Decoupling and Damping: Structurally-Regularized Gradient Matching for Multimodal Graph Condensation
This addresses a domain-specific problem for researchers and practitioners in multimodal graph learning by improving condensation efficiency, though it is incremental as it builds on existing gradient matching methods.
The paper tackled the computational bottleneck in multimodal graph learning by proposing Structural Regularized Gradient Matching (SR-GM), which achieved state-of-the-art performance on four datasets through gradient decoupling and structural damping to reduce gradient conflicts and noise.
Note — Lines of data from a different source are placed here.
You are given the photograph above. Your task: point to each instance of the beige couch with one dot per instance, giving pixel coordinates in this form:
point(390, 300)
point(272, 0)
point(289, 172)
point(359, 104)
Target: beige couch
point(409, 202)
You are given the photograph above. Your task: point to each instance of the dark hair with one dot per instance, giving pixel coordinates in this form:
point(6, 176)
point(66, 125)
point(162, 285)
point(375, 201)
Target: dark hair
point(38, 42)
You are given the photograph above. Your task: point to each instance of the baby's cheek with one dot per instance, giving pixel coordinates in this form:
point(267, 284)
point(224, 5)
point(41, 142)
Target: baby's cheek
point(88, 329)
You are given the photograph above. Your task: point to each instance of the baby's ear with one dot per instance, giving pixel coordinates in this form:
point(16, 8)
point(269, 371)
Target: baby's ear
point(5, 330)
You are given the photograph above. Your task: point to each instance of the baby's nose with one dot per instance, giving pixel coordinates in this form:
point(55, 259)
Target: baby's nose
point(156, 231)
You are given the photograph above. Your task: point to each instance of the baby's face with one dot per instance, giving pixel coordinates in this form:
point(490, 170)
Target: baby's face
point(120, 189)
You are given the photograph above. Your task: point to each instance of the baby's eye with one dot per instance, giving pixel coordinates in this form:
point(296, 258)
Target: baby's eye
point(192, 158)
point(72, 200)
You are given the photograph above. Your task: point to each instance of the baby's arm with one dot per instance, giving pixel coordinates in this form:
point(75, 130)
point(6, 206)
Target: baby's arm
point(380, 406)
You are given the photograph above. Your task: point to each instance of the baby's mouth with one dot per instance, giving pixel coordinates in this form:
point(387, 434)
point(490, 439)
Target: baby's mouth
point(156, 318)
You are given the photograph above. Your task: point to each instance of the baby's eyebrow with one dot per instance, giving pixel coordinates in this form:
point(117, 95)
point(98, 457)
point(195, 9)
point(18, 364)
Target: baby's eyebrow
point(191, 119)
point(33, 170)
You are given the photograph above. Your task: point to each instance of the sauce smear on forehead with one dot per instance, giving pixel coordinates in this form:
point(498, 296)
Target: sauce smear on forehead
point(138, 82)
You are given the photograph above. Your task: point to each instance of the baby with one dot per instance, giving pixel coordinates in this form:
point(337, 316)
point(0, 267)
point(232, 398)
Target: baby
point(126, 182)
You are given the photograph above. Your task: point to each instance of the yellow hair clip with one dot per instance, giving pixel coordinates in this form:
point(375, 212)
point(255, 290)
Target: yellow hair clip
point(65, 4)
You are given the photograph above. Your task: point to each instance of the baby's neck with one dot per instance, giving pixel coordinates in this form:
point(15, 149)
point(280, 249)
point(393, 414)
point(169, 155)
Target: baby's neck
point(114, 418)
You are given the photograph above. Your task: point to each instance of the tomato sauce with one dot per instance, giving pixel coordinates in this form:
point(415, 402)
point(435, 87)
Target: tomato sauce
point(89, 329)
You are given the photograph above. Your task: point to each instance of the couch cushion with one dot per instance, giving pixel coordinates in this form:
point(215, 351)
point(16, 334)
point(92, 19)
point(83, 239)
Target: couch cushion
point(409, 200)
In multimodal graph learning, graph structures that integrate information from multiple sources, such as vision and text, can more comprehensively model complex entity relationships. However, the continuous growth of their data scale poses a significant computational bottleneck for training. Graph condensation methods provide a feasible path forward by synthesizing compact and representative datasets. Nevertheless, existing condensation approaches generally suffer from performance limitations in multimodal scenarios, mainly due to two reasons: (1) semantic misalignment between different modalities leads to gradient conflicts; (2) the message-passing mechanism of graph neural networks further structurally amplifies such gradient noise. Based on this, we propose Structural Regularized Gradient Matching (SR-GM), a condensation framework for multimodal graphs. This method alleviates gradient conflicts between modalities through a gradient decoupling mechanism and introduces a structural damping regularizer to suppress the propagation of gradient noise in the topology, thereby transforming the graph structure from a noise amplifier into a training stabilizer. Extensive experiments on four multimodal graph datasets demonstrate the effectiveness of SR-GM, highlighting its state-of-the-art performance and cross-architecture generalization capabilities in multimodal graph dataset condensation.